Fossil claims it had sought to avoid the need for the plan and achieve the notes restructuring consensually by launching: (i) a private exchange with supporting holders and (ii) a SEC-registered exchange offering to all other noteholders. However, as at 13 October, the minimum tender amount of at least 90% of the aggregate principal amount of the notes had not been met such that it was necessary to proceed with the plan. As of 10 October, 71.98% of noteholders had tendered their notes. If 90% of the notes are tendered, the plan will be abandoned.
The UK offers two restructuring tools under the CA 2006 – the Part 26 scheme of arrangement and the Part 26A restructuring plan.
Restructuring plans are a highly flexible process that facilitate a full range of workouts. Not all of a company’s creditors need be included, as it is possible for a company to pick and choose and use a plan to deal with just one aspect of the capital structure e.g., bonds as is happening here. Notably, in Chapter 11, a company cannot choose which stakeholders to include, as all claims and interests would be subject to the Chapter 11 case.
In terms of the procedure, when a restructuring plan comes before the English High Court, the judge will deal with class composition at the convening hearing (i.e., the first stage of the three-step hearing-vote-hearing process); the theory being that any issues should be resolved upfront because, if it later turns out that the classe(s) were incorrectly constituted, the court lacks the jurisdiction to sanction the plan, and the time and costs of the process are wasted, not to mention potential damage to the plan company. An important safeguard is the court has discretion whether or not to sanction a restructuring plan and the judge is not bound by the creditors’ vote.
UK restructuring plans, which were introduced in 2020, were designed to offer an alternative workout tool to supplement the existing scheme of arrangement tool. Thus, there are numerous similarities between the two, including in terms of the process. There are, however, some material differences. While both processes require the approval of 75% in value of those voting for a class to be deemed to approve them, in contrast to a scheme, there is no numerosity test for restructuring plans, i.e., no majority in number is required. This could be a reason why Fossil has opted for a restructuring plan rather than a scheme – especially given the chunk of notes in the hands of retail investors – despite only including one class and therefore not attempting to rely on the cross-class cram down provisions (discussed below). Another reason for using a restructuring plan could be in case the court split the single class proposed and a cross-class cram down application did become necessary.

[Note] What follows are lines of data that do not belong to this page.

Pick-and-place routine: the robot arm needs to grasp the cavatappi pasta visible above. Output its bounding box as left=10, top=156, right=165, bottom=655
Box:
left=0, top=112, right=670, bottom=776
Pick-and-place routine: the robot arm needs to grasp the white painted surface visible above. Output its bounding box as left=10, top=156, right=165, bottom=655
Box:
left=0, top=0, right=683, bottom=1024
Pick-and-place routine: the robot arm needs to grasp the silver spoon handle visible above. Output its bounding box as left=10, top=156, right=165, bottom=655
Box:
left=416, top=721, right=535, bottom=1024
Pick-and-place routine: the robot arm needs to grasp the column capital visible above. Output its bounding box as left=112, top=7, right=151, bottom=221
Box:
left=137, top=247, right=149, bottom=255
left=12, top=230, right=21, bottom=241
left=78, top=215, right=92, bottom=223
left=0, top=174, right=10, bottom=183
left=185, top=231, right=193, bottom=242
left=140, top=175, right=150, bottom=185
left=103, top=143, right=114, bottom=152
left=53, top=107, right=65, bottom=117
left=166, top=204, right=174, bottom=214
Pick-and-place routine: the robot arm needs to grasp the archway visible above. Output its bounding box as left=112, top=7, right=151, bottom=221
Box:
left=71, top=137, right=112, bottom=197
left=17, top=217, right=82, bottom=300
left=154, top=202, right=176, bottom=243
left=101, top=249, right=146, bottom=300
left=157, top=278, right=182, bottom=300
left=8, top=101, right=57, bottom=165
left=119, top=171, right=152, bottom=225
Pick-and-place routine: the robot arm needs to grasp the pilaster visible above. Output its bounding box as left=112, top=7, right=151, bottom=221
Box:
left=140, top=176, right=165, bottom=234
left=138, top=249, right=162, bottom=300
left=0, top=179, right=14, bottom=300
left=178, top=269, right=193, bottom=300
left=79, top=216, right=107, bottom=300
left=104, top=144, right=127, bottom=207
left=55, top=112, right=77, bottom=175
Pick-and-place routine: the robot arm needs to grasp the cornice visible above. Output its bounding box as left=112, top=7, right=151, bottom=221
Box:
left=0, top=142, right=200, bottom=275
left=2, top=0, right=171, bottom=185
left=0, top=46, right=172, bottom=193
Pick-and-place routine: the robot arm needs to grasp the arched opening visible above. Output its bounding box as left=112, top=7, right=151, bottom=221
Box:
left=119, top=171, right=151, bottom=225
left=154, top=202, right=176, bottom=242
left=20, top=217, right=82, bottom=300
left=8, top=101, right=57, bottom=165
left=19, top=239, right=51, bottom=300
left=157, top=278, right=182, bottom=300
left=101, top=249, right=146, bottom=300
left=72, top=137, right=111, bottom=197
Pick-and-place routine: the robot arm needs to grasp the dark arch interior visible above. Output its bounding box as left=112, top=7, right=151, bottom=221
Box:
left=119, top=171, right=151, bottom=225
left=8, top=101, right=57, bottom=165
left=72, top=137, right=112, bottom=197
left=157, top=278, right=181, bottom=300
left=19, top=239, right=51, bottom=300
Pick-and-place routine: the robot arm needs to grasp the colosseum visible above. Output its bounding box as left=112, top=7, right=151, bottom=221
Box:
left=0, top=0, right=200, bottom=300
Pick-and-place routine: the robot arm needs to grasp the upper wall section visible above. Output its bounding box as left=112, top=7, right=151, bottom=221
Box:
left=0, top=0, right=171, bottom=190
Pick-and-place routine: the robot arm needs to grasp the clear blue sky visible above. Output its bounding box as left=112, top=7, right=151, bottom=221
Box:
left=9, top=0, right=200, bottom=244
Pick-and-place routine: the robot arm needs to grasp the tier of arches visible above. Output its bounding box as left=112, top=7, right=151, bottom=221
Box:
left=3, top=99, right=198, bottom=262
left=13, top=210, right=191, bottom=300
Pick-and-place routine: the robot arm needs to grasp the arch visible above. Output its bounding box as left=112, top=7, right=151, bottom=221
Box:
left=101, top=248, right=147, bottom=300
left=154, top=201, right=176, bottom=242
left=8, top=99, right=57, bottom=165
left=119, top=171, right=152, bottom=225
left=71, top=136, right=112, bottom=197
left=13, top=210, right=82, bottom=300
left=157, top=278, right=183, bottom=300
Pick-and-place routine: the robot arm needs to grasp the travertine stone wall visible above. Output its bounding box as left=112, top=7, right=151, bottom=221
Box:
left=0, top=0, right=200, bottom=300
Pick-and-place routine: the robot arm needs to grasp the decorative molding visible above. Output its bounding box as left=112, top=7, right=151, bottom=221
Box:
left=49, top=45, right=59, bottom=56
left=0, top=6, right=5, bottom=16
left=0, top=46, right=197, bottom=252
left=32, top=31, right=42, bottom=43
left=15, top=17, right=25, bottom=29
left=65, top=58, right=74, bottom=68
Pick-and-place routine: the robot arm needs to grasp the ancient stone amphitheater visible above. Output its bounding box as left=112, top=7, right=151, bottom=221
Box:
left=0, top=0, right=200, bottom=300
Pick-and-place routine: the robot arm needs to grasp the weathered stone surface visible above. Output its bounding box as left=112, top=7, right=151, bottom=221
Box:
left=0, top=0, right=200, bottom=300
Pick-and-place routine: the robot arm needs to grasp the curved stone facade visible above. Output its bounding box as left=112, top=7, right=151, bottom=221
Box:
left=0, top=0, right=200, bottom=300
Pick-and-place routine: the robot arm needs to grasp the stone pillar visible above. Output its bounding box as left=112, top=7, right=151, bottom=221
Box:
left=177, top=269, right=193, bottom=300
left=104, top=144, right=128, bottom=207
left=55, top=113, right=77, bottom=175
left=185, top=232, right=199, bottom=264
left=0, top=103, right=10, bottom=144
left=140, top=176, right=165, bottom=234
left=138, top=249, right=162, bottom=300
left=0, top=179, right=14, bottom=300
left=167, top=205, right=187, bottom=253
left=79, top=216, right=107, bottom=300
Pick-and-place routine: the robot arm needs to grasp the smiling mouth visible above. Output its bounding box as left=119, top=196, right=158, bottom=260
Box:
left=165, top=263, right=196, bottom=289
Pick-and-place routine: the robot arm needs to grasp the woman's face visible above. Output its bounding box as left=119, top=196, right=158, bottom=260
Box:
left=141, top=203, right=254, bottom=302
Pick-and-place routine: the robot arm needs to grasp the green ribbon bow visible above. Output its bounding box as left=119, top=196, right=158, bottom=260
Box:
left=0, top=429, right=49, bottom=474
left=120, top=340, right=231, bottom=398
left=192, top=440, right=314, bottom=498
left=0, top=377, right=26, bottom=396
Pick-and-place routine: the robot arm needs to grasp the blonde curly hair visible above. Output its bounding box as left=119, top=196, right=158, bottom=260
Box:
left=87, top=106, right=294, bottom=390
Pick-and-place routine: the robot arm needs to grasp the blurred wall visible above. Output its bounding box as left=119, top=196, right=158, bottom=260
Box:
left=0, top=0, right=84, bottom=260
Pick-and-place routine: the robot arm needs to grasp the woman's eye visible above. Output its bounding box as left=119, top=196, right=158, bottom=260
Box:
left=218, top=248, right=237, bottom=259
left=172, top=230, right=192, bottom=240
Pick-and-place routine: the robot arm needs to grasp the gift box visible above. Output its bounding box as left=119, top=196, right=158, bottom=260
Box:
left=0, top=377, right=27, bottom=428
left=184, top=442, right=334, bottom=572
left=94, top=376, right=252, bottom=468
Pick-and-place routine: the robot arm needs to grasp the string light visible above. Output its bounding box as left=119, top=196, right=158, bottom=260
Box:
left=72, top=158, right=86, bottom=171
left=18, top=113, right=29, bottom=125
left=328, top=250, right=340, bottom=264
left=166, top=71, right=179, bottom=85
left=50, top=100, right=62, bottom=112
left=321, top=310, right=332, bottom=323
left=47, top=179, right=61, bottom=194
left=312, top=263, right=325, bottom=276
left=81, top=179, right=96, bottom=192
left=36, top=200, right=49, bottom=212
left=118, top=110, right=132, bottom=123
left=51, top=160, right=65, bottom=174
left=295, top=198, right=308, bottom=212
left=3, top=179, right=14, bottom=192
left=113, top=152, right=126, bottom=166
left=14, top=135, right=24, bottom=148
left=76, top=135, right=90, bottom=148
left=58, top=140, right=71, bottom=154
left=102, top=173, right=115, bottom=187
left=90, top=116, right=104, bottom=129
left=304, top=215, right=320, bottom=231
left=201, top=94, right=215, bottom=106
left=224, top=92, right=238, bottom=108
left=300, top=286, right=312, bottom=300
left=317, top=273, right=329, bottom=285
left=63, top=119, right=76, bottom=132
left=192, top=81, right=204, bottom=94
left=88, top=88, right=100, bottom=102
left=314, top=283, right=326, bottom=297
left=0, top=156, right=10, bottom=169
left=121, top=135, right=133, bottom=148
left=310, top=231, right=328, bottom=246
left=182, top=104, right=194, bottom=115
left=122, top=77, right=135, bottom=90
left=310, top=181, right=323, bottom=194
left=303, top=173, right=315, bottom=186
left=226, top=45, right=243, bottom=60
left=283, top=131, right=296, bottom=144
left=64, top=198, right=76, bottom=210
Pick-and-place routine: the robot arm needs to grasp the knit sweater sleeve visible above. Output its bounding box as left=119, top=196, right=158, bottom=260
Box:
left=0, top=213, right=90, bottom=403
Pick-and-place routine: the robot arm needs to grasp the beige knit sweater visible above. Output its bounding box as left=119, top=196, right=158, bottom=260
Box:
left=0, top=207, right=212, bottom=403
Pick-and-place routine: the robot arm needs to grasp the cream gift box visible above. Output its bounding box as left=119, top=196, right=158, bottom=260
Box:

Unlike schemes, restructuring plans facilitate cross-class cram down, meaning that a plan can potentially succeed despite the existence of a dissenting class, provided the safeguards of Conditions A and B (see below) are met.
In US Chapter 11 cases, a class accepts a plan if holders of two-thirds in amount and more than half in number vote to accept. Creditors can also be crammed down in Chapter 11 cases. The chart below sets out some key terms in relation to UK restructuring plans.
Significantly, both schemes and plans are potentially available to foreign groups, provided there is a “sufficient connection” with the English jurisdiction. It is well-established that non-UK debtors can actively create a sufficient connection to engage the jurisdiction of the English court. This could be by amending the governing law and jurisdiction clauses in the relevant debt documents to English law or shifting the debtor’s centre of main interests (COMI) to England. Alternatively debtors can introduce a new English company into the group structure to propose the scheme/restructuring plan in order to secure the English court’s jurisdiction. While the English courts have typically welcomed what they consider to be “good” forum shopping, forum shopping will be scrutinsed (discussed further below).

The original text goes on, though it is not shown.